Most family law cases end with a negotiated settlement, where the parties reach an agreement on some or all of the issues of their case. A negotiated settlement may be the result of mediation, a process where a neutral mediator assists the parties and their attorneys in bridging their differences so that they can reach a settlement. Negotiated settlements may also be reached through the direct negotiations of the parties’ attorneys. The negotiated settlement is memorialized in a formal written Settlement Agreement that is executed by both parties.

Negotiated settlements are often reached after a Petition has been filed and some litigation has occurred. However, parties sometimes decide that they want their attorneys to negotiate a settlement from the outset of their case, without any court involvement. This is commonly called a Cooperative Divorce. In a Cooperative Divorce, both parties provide full and fair disclosure of relevant information to each other without the need for the formal and adversarial discovery process that occurs with litigation. Joint experts typically play an important role in a Cooperative Divorce process.
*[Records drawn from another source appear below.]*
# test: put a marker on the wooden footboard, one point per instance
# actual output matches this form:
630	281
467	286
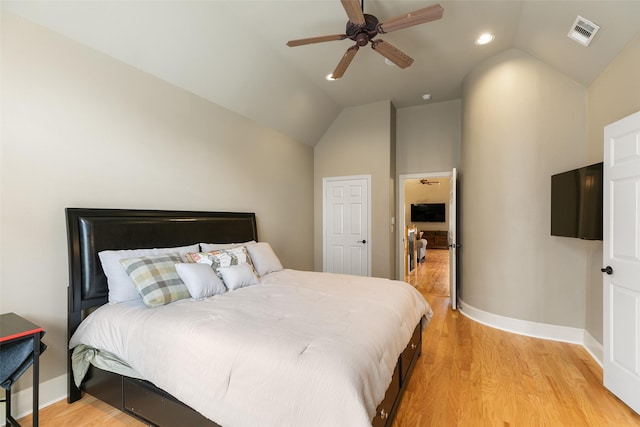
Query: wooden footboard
93	230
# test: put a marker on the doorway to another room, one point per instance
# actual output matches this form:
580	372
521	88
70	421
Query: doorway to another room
424	219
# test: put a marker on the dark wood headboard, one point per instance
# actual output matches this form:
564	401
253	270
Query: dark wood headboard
90	231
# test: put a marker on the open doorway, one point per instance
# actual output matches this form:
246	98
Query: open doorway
426	267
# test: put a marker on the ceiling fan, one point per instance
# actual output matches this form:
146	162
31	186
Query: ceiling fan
362	28
425	181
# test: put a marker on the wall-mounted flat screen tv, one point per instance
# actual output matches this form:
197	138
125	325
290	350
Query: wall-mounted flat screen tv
428	212
576	203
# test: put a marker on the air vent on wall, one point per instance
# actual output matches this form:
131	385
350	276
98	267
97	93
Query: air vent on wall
583	31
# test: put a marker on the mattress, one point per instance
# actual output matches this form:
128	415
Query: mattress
300	348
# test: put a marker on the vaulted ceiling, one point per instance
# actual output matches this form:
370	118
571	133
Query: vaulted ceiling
234	53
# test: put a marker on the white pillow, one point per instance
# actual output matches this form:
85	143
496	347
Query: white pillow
264	260
121	287
238	276
208	247
200	279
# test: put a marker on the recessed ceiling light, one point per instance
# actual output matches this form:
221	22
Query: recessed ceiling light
485	38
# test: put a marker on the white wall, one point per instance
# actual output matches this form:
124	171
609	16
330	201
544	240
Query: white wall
523	122
80	129
359	142
428	138
416	192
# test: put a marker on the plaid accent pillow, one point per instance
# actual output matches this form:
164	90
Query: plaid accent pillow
221	258
156	278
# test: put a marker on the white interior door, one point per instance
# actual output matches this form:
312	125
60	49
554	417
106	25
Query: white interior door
346	225
621	256
453	240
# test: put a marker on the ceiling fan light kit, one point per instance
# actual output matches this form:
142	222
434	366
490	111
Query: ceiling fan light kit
362	28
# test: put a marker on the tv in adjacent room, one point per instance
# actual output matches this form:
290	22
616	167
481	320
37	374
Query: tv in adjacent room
428	212
576	203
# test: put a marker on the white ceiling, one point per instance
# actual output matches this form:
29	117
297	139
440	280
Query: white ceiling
234	53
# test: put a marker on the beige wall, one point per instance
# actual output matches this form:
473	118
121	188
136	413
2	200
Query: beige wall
80	129
522	121
613	95
415	192
429	138
359	142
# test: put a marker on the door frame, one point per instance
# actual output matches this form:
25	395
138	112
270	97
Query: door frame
325	180
400	214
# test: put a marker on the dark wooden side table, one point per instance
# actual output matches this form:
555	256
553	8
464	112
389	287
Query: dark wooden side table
14	328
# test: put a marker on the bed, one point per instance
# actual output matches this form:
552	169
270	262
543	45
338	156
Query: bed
329	360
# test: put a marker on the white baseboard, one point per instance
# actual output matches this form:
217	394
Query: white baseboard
536	330
50	391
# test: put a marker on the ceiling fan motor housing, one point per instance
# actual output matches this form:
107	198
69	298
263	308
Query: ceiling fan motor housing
362	34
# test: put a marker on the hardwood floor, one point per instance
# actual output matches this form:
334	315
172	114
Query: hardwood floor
468	375
431	276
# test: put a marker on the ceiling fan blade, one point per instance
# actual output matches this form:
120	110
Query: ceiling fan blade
420	16
354	11
392	53
344	62
320	39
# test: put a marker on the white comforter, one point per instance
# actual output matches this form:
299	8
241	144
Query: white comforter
300	349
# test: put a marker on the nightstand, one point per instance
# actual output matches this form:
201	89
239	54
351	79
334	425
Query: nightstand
14	328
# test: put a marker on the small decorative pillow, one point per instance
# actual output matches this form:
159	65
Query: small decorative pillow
238	276
263	258
208	247
200	279
221	258
156	278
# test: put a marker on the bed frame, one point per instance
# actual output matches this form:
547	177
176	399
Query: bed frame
90	231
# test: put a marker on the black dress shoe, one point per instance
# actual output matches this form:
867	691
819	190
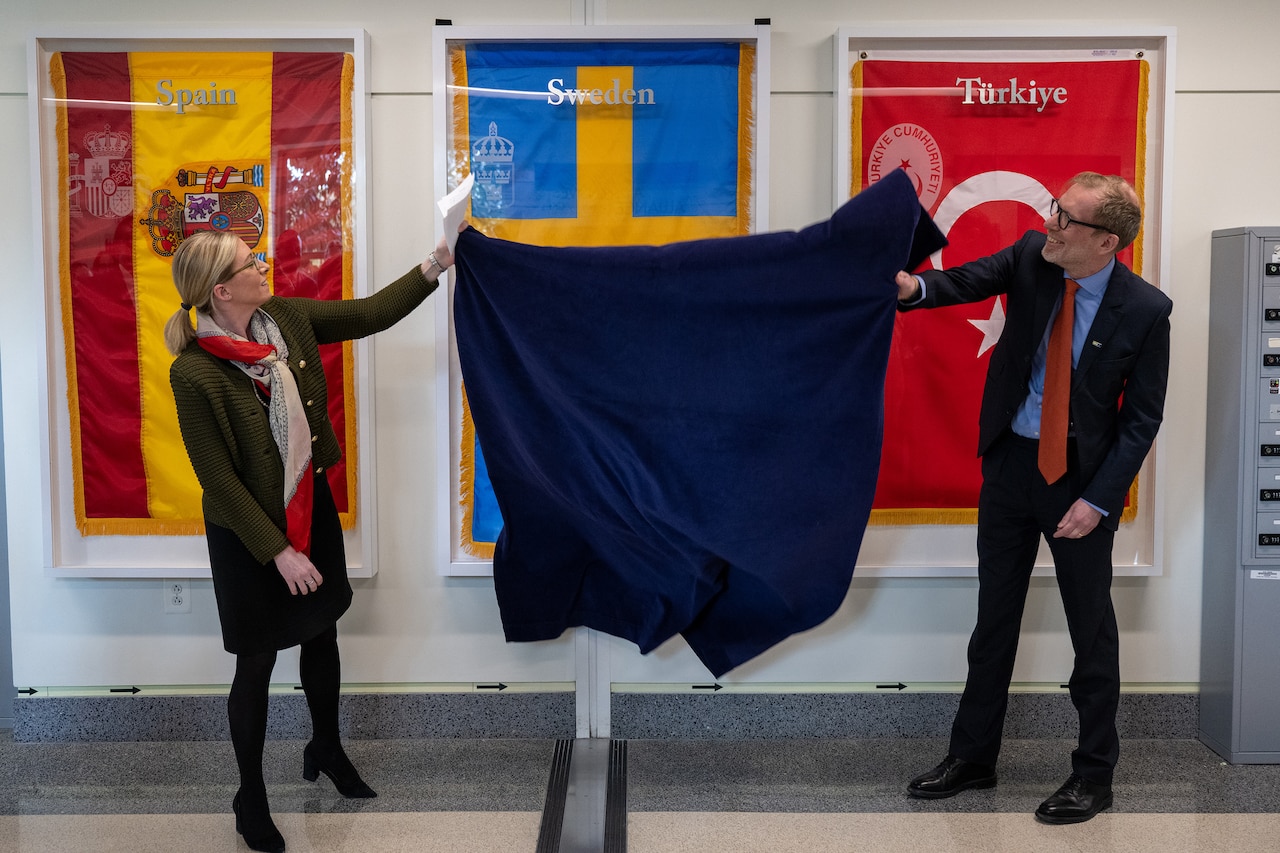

In complex financial cases, the parties will typically agree to the use of a joint financial expert to analyze the financial issues in the case. Where the parties have minor children, Parenting Coordinators (experts in children and parenting) help parties reach agreements on parenting issues in a manner that is in the best interest of their children. These joint experts are critical to helping parties reach a negotiated settlement when the court is not involved.

Cooperative Divorce may sound similar to Collaborative Divorce, as both processes are intended to help parties reach settlement without court involvement. However, there are critical differences between the two. A Collaborative Divorce is a structured process where both sides agree upon the rules for conduct and the steps to be taken, and the process is oriented towards a settlement that achieves both parties’ shared goals. By contrast, a Cooperative Divorce process is typically quite unstructured, the parties have little to no control over each other’s conduct, and the parties negotiate based on positions rather than shared goals. In the Cooperative Divorce process, either party can initiate litigation and involve the court at any time without consequence. In a Collaborative Divorce, if the parties cannot agree upon a settlement and the process reaches an impasse, then both collaborative attorneys must withdraw and the parties must obtain new counsel to proceed with litigation. This substantial consequence for an impasse in a Collaborative Divorce case ensures that both parties and their attorneys are similarly invested in settlement, which is a primary reason for this method’s high success rate.